O herói do jogo foi o árbitro Noumandiez Doué. Depois de tantos erros nos três jogos anteriores, finalmente uma arbitragem sem influência no resultado.



O Chile pode eliminar a Espanha se conseguir vencer o próximo jogo e a Holanda não perder contra a Austrália. A Austrália foi melhor do que o esperado mas não foi suficiente para evitar a derrota.

sábado, 19 de abril de 2014

Chile


COMO SE QUALIFICARAM:

Liga:
1. Argentina 32 pontos
2. Colômbia 30
3. Chile 28
4. Equador 25
5. Uruguai 25
6. Venezuela 20
7. Peru 15
8. Bolívia 12
9. Paraguai 12


PARTICIPAÇÕES ANTERIORES:
1930 - Fase de Grupos
1950 - Fase de Grupos
1962 - 3º lugar
1966 - Fase de Grupos
1974 - Fase de Grupos
1982 - Fase de Grupos
1998 - Oitavos de Final
2010 - Oitavos de Final


Treinador: Jorge Sampaoli




Equipa-tipo: Bravo; Medel, Jara e Rojas; Isla, Díaz, Vidal e Mena; Valdivia; Alexis Sánchez e Vargas





Esta não será a primeira vez que o Chile disputa dois Campeonatos do Mundo seguidos, mas é a primeira vez que o Chile se qualifica para dois seguidos. Já tinha disputado os Mundiais de 1962 e 1966, mas em 1962 foi o país organizador.

A qualificação do Chile, com Claudio Borghi no comando, começou bem. Ao fim de seis jogos disputados, o Chile estava no segundo lugar, apenas atrás da Argentina. No entanto, três derrotas seguidas nos jogos seguintes fizeram-no cair para sexto lugar, ultrapassado pelo Equador, Colômbia, Venezuela e Uruguai. E também fizeram cair Claudio Borghi.

O novo treinador, Jorge Sampaoli, ainda perdeu o seu primeiro jogo, contra o Peru, mas nos restantes seis jogos conseguiu cinco vitórias e um empate, terminando em terceiro lugar.
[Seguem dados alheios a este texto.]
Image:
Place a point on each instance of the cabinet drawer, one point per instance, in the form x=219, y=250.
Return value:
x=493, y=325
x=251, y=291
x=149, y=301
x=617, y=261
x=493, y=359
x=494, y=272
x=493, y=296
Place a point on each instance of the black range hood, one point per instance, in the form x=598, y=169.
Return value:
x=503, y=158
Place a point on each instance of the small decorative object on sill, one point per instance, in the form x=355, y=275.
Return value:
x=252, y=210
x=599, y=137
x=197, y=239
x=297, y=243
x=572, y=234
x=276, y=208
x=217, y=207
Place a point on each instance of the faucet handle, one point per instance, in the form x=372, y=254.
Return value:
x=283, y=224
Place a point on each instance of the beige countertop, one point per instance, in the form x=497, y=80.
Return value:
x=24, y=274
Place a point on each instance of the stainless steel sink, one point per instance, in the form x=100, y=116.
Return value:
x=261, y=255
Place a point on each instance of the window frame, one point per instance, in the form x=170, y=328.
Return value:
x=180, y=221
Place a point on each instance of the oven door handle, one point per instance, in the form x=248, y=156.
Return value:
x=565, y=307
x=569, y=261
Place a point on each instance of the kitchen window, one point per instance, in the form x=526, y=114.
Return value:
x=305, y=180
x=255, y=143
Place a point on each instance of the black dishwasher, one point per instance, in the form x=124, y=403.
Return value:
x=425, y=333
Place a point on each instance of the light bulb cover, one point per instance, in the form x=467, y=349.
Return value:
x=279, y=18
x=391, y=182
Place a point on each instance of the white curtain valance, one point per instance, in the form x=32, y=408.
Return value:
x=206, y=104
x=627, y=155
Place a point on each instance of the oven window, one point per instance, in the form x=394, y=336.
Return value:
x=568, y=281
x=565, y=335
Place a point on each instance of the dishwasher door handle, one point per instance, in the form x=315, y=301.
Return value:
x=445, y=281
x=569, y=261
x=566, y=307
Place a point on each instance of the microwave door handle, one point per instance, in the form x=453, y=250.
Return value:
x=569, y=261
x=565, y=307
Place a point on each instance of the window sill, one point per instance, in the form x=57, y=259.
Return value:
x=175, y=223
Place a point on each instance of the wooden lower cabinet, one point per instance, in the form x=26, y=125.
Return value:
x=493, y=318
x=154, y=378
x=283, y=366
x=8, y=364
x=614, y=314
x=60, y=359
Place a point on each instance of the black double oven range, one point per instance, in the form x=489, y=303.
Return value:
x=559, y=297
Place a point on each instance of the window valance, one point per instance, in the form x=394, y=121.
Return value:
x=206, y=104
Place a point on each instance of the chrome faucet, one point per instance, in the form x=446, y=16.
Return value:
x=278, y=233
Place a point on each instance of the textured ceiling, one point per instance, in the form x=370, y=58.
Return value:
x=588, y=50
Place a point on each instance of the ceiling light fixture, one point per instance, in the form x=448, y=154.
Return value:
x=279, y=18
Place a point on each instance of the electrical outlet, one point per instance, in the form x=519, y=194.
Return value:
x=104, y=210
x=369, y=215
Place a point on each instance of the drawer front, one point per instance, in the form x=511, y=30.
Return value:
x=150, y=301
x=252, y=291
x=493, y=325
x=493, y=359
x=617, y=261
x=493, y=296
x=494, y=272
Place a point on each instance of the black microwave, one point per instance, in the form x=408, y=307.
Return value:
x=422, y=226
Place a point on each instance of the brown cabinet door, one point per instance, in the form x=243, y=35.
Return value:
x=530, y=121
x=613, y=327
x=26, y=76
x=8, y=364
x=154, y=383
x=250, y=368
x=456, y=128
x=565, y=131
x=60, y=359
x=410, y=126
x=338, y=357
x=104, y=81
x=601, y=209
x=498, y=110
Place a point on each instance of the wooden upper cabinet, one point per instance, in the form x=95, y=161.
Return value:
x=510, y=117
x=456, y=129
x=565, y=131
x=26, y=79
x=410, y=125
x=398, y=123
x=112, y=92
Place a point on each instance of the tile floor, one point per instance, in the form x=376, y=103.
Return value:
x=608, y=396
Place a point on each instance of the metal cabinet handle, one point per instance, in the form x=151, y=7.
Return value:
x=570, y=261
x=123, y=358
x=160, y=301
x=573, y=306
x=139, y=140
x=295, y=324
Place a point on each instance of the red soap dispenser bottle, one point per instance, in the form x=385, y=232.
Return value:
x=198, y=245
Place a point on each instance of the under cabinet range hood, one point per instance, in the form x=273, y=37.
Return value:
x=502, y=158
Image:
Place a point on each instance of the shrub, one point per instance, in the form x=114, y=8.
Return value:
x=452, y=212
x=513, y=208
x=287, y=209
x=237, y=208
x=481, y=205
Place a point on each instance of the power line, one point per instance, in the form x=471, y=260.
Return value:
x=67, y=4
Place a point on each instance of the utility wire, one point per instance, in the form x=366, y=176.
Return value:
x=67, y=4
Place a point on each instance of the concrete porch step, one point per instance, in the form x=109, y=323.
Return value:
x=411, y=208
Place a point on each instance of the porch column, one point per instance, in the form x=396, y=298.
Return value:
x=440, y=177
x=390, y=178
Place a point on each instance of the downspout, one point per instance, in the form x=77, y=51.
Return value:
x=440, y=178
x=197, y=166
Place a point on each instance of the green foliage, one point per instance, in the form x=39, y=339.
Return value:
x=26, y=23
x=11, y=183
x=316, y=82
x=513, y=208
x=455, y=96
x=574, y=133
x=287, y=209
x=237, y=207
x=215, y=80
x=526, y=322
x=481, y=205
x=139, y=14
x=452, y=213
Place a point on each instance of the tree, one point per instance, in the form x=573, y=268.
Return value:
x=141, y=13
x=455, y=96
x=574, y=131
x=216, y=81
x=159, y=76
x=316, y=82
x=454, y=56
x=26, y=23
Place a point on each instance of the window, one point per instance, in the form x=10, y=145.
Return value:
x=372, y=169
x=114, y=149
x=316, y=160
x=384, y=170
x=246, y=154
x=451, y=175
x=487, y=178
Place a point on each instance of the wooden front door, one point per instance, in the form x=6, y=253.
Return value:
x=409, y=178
Os 23 convocados são os guarda-redes Bravo, Toselli e Herrera, os defesas Medel, Jara, Rojas e Albornoz, os médios Isla, Díaz, Vidal, Mena, Valdivia, Fuenzalida, Silva, Carmona, Aránguiz, Gutiérrez e Beausejour, e os avançados Alexis Sánchez, Vargas, Orellana, Paredes e Pinilla.

Será o segundo Mundial para Bravo, Medel, Jara, Isla, Vidal, Valdivia, Carmona, Beausejour, Alexis Sánchez, Orellana e Paredes.

O Chile empatou 0-0 contra a Austrália em 1974, perdeu contra a Espanha por 0-2 em 1950 e por 1-2 em 2010, e nunca defrontou a Holanda, o outro adversário do Grupo B, em Campeonatos do Mundo anteriores.